Hepatic encephalopathy (HE) is a neuropsychiatric syndrome, affecting people suffering from significant liver disorders [1]. The nature and severity of HE varies including impaired psychomotor function, memory and concentration and in severe cases confusion, stupor, coma and death [2]. The precise pathogenesis of HE is poorly understood although ammonia is well recognized to play an important role [2,3]. A variety of other factors have been implicated in the pathogenesis of HE, particularly inflammation, with systemic inflammatory response syndrome (SIRS) and sepsis being a common trigger for overt HE [2,3]. Circulating inflammatory cytokines including TNFα, IL-1β and IL-6 are implicated in a variety of roles in potentiating HE [2]. Studies have shown direct correlations between IL-6 and TNFα and the severity of HE and hyperammonemia [47]. Inflammation, in the absence of concurrent infection, has been associated with more severe HE in people with liver disease [8].

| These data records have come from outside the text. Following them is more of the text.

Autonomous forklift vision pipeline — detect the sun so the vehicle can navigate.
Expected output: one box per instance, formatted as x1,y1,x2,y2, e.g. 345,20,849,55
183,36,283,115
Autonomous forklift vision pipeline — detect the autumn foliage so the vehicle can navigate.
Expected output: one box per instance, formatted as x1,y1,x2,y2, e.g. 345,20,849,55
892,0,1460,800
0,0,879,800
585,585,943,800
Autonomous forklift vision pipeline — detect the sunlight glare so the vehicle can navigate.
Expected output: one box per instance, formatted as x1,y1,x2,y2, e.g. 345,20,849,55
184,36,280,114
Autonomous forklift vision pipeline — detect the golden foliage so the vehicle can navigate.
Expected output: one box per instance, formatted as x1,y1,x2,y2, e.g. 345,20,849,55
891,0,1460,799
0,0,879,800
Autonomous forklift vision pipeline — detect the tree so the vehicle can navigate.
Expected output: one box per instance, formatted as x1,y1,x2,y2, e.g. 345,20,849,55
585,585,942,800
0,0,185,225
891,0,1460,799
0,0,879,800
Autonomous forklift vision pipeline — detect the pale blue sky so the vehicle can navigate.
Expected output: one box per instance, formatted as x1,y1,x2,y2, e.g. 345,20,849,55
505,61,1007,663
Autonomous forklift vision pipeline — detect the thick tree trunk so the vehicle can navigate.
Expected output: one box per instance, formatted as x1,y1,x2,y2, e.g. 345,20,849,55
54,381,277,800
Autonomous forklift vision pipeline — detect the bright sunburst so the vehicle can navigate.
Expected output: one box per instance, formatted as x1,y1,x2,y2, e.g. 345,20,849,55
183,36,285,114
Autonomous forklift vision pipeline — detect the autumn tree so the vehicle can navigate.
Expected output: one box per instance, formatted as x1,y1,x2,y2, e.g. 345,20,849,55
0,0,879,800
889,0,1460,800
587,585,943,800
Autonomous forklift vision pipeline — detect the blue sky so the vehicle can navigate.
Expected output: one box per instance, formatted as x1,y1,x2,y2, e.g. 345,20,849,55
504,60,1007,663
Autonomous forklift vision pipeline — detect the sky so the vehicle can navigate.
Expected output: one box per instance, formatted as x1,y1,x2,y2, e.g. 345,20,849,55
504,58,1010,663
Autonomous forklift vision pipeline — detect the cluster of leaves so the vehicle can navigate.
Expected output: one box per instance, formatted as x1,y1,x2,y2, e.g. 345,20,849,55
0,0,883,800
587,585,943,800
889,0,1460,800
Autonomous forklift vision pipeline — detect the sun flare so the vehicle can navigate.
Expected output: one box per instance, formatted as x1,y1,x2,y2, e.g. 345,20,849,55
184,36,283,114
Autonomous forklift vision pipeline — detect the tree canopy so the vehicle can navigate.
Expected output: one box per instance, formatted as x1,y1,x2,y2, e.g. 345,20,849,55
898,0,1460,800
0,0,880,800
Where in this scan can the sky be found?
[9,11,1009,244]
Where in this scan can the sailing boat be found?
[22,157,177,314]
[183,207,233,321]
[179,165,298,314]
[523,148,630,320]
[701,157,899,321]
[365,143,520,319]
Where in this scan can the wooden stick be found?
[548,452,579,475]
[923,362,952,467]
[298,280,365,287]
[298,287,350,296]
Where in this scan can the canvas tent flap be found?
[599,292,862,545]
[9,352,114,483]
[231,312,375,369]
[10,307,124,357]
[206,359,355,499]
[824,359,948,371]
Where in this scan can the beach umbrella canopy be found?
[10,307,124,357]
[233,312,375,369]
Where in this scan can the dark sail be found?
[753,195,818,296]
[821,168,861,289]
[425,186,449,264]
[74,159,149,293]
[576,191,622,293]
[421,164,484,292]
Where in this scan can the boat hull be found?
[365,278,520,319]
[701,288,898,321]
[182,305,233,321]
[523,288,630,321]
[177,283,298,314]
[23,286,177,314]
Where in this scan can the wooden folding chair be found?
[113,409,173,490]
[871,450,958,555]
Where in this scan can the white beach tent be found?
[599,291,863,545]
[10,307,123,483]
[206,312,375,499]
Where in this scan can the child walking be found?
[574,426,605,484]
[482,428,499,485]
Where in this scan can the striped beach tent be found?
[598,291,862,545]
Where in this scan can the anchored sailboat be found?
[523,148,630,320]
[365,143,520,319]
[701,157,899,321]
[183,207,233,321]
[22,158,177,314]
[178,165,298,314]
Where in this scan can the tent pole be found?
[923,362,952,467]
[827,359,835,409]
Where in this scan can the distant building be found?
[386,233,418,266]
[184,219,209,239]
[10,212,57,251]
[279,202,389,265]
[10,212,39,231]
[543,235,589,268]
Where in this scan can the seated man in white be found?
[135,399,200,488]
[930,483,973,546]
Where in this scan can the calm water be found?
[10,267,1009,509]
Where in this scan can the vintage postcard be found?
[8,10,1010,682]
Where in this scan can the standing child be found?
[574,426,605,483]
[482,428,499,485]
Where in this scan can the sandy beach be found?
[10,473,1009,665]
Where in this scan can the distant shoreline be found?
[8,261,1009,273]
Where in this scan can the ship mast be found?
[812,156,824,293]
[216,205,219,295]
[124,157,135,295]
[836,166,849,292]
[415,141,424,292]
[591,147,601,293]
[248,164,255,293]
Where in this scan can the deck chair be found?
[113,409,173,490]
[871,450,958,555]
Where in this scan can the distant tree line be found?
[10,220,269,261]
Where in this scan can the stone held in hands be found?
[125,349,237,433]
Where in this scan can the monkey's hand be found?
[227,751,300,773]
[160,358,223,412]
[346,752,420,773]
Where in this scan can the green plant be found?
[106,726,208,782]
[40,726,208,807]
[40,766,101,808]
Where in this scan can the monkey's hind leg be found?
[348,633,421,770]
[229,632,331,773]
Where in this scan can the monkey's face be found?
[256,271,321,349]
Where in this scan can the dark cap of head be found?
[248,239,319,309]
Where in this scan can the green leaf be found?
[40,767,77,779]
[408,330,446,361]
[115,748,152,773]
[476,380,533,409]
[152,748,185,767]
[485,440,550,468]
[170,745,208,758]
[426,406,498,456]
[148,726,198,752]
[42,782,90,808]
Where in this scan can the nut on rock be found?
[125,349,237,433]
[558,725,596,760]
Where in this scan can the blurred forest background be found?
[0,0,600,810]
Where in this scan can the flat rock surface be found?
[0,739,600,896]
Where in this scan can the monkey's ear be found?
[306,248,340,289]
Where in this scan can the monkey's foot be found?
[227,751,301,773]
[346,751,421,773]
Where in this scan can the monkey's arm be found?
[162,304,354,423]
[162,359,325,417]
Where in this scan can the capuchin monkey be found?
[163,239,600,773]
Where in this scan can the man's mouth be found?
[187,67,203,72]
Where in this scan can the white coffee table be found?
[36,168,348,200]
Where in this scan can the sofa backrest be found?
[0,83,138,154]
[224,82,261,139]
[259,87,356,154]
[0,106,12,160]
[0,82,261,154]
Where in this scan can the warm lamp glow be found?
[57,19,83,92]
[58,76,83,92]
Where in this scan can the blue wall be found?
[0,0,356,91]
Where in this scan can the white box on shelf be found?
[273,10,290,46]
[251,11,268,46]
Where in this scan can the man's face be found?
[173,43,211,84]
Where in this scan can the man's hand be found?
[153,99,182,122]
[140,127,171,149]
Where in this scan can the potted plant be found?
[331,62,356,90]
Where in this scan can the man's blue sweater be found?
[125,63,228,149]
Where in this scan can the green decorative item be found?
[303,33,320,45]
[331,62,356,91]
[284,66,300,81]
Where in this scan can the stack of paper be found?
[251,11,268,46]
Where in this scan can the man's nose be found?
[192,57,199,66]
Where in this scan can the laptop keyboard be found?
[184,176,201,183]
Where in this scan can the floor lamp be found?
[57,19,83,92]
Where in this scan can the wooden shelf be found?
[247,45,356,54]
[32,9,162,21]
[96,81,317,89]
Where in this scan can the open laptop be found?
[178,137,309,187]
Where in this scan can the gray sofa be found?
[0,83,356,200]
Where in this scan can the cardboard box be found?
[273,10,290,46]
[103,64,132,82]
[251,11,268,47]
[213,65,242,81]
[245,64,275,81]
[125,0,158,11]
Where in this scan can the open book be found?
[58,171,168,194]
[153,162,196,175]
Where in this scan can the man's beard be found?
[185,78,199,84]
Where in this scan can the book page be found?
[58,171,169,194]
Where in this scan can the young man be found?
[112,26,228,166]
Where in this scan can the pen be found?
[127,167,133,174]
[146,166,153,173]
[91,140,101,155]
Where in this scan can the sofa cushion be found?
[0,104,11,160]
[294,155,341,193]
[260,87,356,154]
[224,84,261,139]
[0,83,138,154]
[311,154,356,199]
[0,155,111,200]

Since the biology of HE remains incompletely understood, a wide range of murine, canine and porcine experimental models has been described to facilitate further studies into the pathophysiology of HE. Our recent studies have demonstrated that client owned dogs with a congenital portosystemic shunt (cPSS) are an underutilized and potentially very informative model for human HE. cPSS are extremely rare in people [9]. However, the condition is more common in dogs, with affected animals making up 0.5% of admissions to North American veterinary teaching hospitals in 2001 and with a reported prevalence of 0.1–2.9% in pedigree dog breeds in the United Kingdom [10,11]. A cPSS allows blood from the splanchnic viscera to bypass the liver resulting in portal vein hypoperfusion and hence liver hypoplasia and hepatic insufficiency. Therefore affected animals frequently show signs of HE, including lethargy, disorientation, stupor and seizures.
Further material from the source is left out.